In our case, the diagnosis of leukemia was suggested prospectively based on the CCTA images. While there was no imaging evidence of infarction, we speculate that patient’s symptoms, EKG changes, and elevated cardiac enzymes were caused by either (a) LCx narrowing, (b) microvascular obstruction from direct leukemic myocardial invasion, (c) focal pericardial invasion resulting in focal pericarditis, or (d) a combination of the previous factors. More importantly, CCTA was able to detect all of these abnormalities and suggest the diagnosis of T-ALL recurrence prospectively. It also suggested that 50% stenosis of LCx was related to extrinsic infiltration of the vessel rather than intraluminal plaque, obviating the need for cardiac catheterization and guiding immediate diagnostic workup and therapy for disease recurrence.

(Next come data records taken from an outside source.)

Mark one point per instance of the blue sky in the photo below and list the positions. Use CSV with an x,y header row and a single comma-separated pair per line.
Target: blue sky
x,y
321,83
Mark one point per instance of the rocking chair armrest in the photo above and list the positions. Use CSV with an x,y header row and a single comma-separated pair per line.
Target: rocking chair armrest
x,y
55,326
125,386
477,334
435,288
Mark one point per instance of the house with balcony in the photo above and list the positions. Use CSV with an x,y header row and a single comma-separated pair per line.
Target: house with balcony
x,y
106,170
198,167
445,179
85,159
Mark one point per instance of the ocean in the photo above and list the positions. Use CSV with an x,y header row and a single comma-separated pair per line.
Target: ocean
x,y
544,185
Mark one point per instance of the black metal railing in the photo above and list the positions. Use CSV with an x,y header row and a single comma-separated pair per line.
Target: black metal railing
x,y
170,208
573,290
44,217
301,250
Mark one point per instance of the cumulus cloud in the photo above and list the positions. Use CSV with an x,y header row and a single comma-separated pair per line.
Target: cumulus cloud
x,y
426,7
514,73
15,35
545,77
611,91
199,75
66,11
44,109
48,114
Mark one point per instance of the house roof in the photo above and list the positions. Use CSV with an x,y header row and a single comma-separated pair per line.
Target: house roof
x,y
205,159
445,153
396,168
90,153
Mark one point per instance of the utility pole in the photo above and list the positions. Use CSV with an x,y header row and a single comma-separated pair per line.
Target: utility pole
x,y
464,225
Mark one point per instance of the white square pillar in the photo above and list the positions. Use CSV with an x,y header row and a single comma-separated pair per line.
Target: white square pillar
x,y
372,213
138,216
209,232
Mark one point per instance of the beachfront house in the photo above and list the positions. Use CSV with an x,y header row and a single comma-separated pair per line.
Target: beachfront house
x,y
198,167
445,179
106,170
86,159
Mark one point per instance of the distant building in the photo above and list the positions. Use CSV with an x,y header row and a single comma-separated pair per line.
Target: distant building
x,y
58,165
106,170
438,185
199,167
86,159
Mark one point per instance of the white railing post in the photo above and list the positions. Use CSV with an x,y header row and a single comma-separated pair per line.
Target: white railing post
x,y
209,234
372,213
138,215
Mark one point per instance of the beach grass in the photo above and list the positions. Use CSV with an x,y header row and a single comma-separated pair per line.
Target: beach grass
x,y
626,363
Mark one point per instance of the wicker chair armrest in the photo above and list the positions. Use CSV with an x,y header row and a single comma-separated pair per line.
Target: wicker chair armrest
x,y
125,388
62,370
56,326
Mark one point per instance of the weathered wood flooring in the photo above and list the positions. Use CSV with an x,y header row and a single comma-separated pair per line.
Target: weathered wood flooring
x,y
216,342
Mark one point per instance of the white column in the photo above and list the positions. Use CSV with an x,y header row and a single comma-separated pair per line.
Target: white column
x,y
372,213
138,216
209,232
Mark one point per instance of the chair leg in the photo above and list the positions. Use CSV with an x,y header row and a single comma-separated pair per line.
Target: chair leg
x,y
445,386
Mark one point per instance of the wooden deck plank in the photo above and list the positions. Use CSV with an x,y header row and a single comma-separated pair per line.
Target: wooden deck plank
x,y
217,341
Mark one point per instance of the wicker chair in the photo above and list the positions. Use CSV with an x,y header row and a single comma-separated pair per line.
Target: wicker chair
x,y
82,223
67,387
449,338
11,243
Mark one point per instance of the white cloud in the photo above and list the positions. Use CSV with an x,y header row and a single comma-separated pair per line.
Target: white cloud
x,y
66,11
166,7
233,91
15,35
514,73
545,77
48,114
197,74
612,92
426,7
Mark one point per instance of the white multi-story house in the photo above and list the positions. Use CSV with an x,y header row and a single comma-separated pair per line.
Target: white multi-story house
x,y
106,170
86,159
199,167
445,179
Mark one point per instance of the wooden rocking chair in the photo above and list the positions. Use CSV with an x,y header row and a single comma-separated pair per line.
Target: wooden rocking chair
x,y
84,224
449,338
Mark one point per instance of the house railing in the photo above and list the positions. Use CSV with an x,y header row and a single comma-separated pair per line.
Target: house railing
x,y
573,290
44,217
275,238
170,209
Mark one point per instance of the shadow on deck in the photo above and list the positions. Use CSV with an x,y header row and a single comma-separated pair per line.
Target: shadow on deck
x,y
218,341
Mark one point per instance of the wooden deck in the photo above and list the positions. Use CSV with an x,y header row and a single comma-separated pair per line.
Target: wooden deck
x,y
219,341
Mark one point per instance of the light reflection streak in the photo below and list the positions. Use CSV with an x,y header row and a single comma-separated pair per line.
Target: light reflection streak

CCTA has become the initial modality of choice in many chest pain units [5], mostly used for evaluation of suspected coronary artery disease (CAD). It has continuously demonstrated excellent performance in CAD detection: meta-analyses of several studies utilizing 64-slice CT scanners reported sensitivities between 85 and 99% and specificities between 86 and 96% [69]. A prospective multicenter trial comparing the 64-slice CCTA with myocardial perfusion imaging (MPI) concluded that CCTA is superior to MPI in detection of >50% coronary artery stenosis [10]. The detection of noncoronary findings on CCTA has also been well recognized, with meta-analysis of 13 studies of a total of 11,703 patients reporting overall prevalence of extracardiac findings as high as 41% [11, 12]. Besides highlighting a unique case of chest pain and elevated cardiac enzymes which were ultimately treated with chemotherapy regimen, our report illustrates yet another reason to consider CCTA in lieu of other diagnostic techniques for chest pain workup in the emergency setting.

Conflicts of Interest

The authors have no conflicts of interest to disclose.